Thank you for being interested in contributing to LangGraph!

General guidelines

Here are some things to keep in mind for all types of contributions:

  • Follow the "fork and pull request" workflow.
  • Fill out the checked-in pull request template when opening pull requests. Note related issues and tag relevant maintainers.
  • Ensure your PR passes formatting, linting, and testing checks before requesting a review.
  • If you would like comments or feedback, please open an issue or discussion and tag a maintainer.
  • Backwards compatibility is key.
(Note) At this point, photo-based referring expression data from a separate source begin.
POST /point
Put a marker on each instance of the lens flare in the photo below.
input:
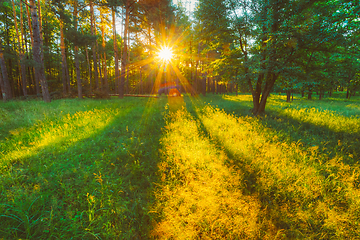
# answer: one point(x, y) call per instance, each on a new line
point(165, 54)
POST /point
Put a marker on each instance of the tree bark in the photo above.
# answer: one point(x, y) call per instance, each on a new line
point(116, 53)
point(124, 56)
point(76, 50)
point(21, 51)
point(7, 88)
point(93, 32)
point(106, 84)
point(64, 69)
point(36, 78)
point(39, 67)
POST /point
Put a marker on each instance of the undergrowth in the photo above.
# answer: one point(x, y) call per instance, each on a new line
point(197, 168)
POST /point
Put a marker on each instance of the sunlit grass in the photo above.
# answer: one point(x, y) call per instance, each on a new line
point(84, 173)
point(118, 170)
point(302, 195)
point(199, 196)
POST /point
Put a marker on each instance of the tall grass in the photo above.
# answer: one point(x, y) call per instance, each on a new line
point(81, 172)
point(303, 193)
point(199, 196)
point(141, 169)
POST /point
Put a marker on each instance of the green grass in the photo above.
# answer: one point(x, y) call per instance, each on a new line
point(198, 168)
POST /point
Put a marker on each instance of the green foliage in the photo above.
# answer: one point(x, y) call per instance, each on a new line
point(195, 168)
point(82, 171)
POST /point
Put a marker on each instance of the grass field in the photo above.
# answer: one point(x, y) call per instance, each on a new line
point(197, 168)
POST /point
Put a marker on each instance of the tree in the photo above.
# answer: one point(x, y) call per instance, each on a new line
point(39, 67)
point(5, 86)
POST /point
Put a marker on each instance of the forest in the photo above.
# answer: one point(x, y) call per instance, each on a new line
point(260, 139)
point(65, 49)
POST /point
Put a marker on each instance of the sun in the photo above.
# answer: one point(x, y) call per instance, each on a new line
point(165, 54)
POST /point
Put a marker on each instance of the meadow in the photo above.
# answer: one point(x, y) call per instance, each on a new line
point(197, 168)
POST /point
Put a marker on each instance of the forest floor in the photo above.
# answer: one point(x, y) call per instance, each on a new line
point(180, 168)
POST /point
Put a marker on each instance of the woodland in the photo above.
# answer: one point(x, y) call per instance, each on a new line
point(263, 143)
point(82, 48)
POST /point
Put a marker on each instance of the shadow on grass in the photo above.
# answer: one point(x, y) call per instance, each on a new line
point(331, 143)
point(98, 187)
point(277, 205)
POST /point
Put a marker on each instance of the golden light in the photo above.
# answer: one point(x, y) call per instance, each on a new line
point(165, 54)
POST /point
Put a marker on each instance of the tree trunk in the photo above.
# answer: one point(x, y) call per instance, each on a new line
point(309, 93)
point(106, 84)
point(124, 56)
point(21, 51)
point(76, 50)
point(270, 81)
point(288, 95)
point(36, 78)
point(39, 67)
point(116, 53)
point(64, 69)
point(6, 90)
point(92, 19)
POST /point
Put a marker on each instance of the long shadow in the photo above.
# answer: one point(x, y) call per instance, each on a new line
point(274, 202)
point(288, 129)
point(98, 187)
point(254, 187)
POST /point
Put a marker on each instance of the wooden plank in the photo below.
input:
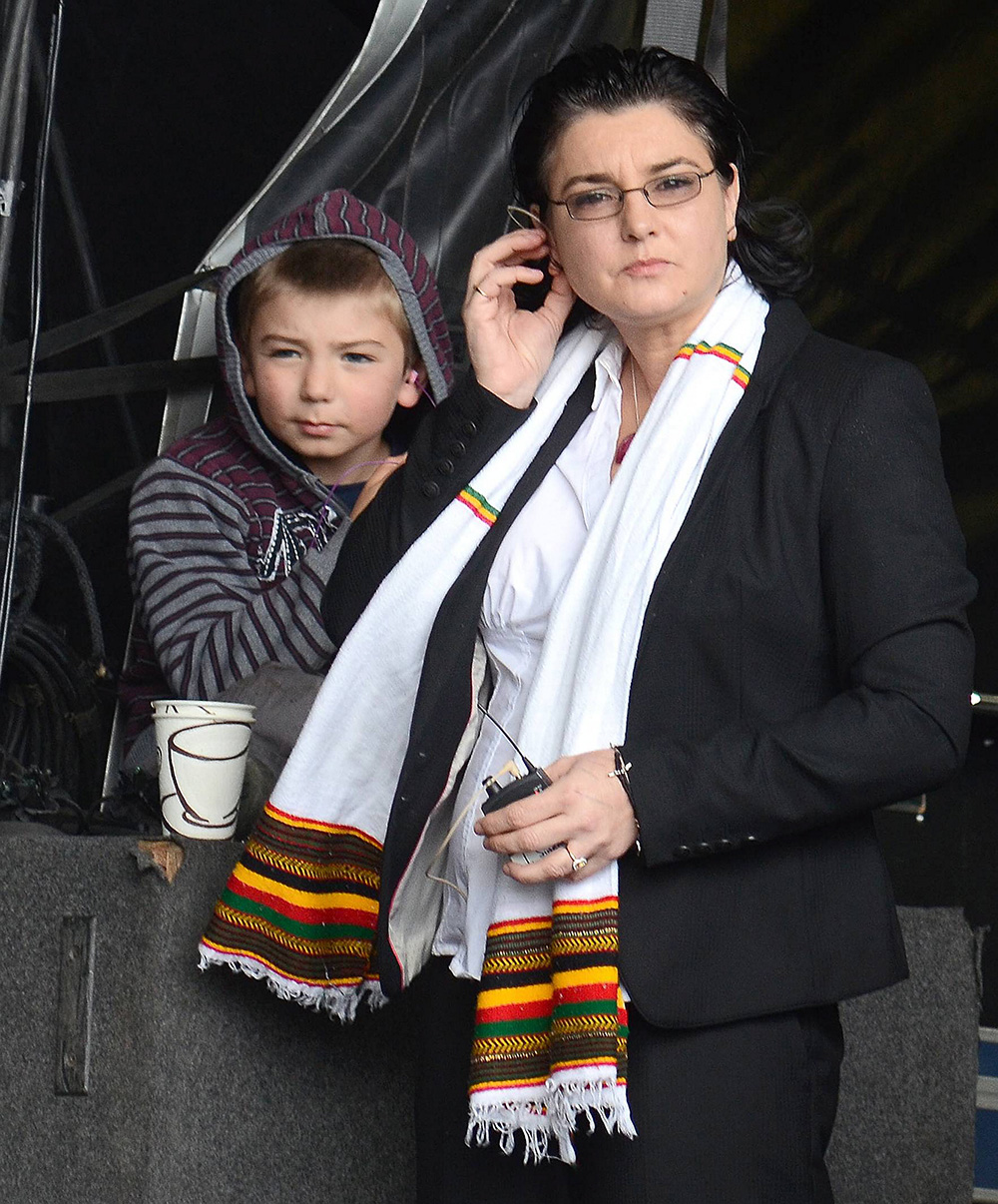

Your changes must not be breaking, except in case of critical bug and security fixes.
  • Look for duplicate PRs or issues that have already been opened before opening a new one.
  • Keep scope as isolated as possible. As a general rule, your changes should not affect more than one package at a time.

Bugfixes

For bug fixes, please open up an issue before proposing a fix to ensure the proposal properly addresses the underlying problem. In general, bug fixes should all have an accompanying unit test that fails before the fix.

New features

For new features, please start a new discussion, where the maintainers will help with scoping out the necessary changes.

Contribute Documentation

Documentation is a vital part of LangGraph. We welcome both new documentation for new features and community improvements to our current documentation. Please read the resources below before getting started:

Documentation Style Guide

As LangGraph continues to grow, the surface area of documentation required to cover it continues to grow too. This page provides guidelines for anyone writing documentation for LangGraph, as well as some of our philosophies around organization and structure.

How-to guides

A how-to guide, as the name implies, demonstrates how to do something discrete and specific. It should assume that the user is already familiar with underlying concepts, and is trying to solve an immediate problem, but should still give some background or list the scenarios where the information contained within can be relevant. They can and should discuss alternatives if one approach may be better than another in certain cases.